Scientists have discovered a new species of ant in a 99-million-year-old piece of Burmese amber. The bizarre-looking ant has a prominent cephalic horn and oversized, scythe-like mandibles that extend above its head.
According to Nanjing Institute of Geology and Paleontology, under the Chinese Academy of Sciences, the fossil suggests that at least some of the earliest ants were solitary specialist predators.
Ants experienced their early diversification within the Cretaceous period. The success of ants is generally attributed to their remarkable social behavior.
Recent studies suggest that the early branching lineages of extant ants formed small colonies of subterranean or epigeic, solitary specialist predators.
The vast majority of Cretaceous ants belong to the stem-group Formicidae and comprise workers and reproductives of largely generalized morphologies. Although it is difficult to draw clear conclusions about their ecology, recent discoveries from the Cretaceous suggest relatively advanced social levels.
Remarkable exceptions to this pattern are ants with bizarre mouthparts in which both female castes have modified heads and blade-like mandibles, which move uniquely in a horizontal rather than vertical plane.
Questions over the specific ecology of haidomyrmecines have puzzled evolutionary biologists for many years, as their mandibles appear to act as traps triggered by sensory hairs in a way distinct from that of modern trap-jaw ants
Not all ants cooperate in social hunting, however, and some of the most effective predatory ants are solitary hunters with powerful trap jaws.
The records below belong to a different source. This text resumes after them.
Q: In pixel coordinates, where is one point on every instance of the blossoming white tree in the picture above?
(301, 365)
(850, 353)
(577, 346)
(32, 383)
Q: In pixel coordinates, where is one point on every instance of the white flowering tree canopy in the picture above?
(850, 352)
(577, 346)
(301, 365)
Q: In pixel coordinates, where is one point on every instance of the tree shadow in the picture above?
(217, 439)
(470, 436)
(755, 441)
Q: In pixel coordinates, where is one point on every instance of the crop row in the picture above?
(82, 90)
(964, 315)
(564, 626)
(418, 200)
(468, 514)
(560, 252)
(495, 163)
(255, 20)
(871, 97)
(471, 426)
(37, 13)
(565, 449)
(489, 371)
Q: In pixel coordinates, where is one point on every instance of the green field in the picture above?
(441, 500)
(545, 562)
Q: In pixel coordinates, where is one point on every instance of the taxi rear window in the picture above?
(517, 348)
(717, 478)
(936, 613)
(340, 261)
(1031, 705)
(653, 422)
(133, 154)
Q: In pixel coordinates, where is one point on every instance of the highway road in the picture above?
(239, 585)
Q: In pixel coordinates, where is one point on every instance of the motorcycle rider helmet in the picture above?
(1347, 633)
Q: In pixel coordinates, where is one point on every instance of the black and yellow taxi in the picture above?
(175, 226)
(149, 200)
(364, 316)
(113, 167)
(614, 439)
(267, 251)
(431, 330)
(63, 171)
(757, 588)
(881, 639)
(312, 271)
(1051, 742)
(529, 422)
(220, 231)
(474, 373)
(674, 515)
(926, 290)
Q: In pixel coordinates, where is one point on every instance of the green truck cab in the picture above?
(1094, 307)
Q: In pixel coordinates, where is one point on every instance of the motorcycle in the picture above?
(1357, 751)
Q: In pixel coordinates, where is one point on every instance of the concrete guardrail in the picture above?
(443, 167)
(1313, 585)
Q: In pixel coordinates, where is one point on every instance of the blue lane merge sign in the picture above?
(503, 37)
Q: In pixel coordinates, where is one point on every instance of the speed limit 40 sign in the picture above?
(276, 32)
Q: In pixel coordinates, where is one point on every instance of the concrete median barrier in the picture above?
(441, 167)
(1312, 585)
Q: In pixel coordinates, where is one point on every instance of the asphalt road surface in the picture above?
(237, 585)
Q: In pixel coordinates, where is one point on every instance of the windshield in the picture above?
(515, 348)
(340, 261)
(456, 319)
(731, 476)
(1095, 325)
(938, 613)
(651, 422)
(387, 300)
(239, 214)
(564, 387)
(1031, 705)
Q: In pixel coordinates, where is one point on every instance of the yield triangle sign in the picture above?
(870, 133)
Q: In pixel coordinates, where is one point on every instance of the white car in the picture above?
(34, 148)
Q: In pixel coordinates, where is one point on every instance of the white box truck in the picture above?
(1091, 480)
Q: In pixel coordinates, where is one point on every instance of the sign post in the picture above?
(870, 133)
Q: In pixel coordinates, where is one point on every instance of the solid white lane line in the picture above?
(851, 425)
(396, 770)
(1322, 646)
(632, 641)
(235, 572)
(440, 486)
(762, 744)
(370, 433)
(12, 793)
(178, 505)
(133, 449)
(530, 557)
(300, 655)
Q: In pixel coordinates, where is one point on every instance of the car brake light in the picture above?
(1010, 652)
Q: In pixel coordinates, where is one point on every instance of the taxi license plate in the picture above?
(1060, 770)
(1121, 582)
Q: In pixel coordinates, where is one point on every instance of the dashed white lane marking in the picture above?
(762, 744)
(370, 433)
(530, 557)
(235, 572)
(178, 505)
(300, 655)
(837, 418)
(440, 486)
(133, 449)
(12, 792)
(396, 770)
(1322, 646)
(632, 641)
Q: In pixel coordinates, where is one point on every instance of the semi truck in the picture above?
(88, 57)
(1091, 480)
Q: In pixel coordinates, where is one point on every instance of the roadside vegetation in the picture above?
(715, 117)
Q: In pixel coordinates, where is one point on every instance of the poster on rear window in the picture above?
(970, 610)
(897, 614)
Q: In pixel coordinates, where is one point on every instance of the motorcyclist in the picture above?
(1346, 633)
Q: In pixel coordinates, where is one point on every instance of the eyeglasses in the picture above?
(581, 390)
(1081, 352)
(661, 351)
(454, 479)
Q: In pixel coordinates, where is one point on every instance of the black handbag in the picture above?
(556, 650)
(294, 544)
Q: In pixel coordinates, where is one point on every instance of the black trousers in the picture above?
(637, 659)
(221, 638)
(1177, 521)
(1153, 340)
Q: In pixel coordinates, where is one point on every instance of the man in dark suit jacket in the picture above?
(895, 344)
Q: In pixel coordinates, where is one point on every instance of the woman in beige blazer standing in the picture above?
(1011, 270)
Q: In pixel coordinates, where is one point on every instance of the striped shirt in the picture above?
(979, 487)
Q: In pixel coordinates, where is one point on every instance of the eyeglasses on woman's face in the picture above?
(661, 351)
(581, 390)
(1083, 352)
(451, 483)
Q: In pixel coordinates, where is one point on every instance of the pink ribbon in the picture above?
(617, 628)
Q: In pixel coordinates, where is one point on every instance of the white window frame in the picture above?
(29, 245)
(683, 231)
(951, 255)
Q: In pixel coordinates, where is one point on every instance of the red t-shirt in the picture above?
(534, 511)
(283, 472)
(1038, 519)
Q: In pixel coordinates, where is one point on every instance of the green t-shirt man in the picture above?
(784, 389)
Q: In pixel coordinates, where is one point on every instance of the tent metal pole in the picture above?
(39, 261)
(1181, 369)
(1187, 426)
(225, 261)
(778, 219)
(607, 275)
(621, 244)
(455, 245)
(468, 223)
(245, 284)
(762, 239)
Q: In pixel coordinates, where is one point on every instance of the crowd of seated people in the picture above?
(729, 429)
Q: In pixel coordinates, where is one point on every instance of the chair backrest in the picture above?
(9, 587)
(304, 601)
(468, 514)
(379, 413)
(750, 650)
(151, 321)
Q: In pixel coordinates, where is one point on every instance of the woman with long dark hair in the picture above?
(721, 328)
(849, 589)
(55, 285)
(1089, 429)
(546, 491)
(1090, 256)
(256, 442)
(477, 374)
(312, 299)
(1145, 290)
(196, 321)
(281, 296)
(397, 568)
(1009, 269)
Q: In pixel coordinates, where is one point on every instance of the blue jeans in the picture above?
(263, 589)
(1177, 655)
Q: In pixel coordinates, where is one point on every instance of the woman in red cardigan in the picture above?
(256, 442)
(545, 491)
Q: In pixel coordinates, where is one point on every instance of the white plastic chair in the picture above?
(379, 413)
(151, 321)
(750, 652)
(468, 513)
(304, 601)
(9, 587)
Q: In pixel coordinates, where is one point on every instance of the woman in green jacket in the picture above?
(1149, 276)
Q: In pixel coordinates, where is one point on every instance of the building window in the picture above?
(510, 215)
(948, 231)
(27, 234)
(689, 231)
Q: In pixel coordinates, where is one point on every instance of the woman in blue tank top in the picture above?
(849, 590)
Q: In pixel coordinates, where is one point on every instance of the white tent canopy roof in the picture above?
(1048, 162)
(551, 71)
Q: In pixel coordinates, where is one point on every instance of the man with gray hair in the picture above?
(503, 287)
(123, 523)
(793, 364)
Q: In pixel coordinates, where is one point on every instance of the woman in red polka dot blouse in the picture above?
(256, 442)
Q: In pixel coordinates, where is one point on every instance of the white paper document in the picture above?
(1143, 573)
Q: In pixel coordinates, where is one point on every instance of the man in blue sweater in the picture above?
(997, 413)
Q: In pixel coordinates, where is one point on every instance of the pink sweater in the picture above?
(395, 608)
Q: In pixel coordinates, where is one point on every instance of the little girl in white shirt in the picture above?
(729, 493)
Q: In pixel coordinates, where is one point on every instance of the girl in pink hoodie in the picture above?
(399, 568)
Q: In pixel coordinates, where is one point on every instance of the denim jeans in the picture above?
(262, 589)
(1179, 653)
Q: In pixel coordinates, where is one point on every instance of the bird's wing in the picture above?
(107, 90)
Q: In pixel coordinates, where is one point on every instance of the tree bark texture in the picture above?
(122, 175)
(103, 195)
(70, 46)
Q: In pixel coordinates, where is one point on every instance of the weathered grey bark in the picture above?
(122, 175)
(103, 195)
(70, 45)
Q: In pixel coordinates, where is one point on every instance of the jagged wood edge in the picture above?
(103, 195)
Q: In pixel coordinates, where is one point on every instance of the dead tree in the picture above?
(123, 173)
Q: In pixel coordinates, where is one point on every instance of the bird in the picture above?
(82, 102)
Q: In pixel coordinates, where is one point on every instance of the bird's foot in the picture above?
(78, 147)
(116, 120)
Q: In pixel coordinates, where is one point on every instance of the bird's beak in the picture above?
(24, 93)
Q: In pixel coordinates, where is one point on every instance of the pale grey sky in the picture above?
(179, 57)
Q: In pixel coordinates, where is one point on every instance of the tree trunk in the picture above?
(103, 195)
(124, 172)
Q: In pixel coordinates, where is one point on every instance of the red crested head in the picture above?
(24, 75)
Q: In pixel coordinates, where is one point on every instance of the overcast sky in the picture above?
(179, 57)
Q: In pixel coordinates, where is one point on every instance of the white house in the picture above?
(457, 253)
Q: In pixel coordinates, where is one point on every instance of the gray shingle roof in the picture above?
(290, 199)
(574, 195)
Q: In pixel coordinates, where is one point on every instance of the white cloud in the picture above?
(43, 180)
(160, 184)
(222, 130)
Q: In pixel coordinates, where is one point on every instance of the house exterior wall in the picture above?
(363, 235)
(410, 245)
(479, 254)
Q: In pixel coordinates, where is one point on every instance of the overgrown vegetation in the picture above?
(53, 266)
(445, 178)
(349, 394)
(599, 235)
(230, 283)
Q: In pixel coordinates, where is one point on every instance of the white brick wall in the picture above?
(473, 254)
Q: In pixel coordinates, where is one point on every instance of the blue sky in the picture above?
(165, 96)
Models of early ant evolution predict that the first ants were solitary specialist predators, but discoveries of Cretaceous fossils suggest group recruitment and socially advanced behavior among stem-group ants.
Wang Bo from the Nanjing institute and his colleagues said the structures of the new ant presumably functioned as a highly-specialized trap for larger prey. The horn results from an extreme modification of the clypeus hitherto unseen among living and extinct ants, which demonstrates the presence of exaggerated trap-jaw morphogenesis early among stem-group ants.
Together with other Cretaceous haidomyrmecine ants, the new fossil suggests that at least some of the earliest Formicidae were solitary specialist predators. In addition, it demonstrates that early ant societies in the Early Cretaceous, descendant from at least one lineage -- the Haidomyrmecini, became adept at prey capture, independently arriving at morphological specializations that would be lost for millions of years after their disappearance near the close of the Mesozoic.
The new fossil reveals a proficiency for large-bodied carriage and highlights a more complex and diversified suite of ecological traits for the earliest ants, according to researchers.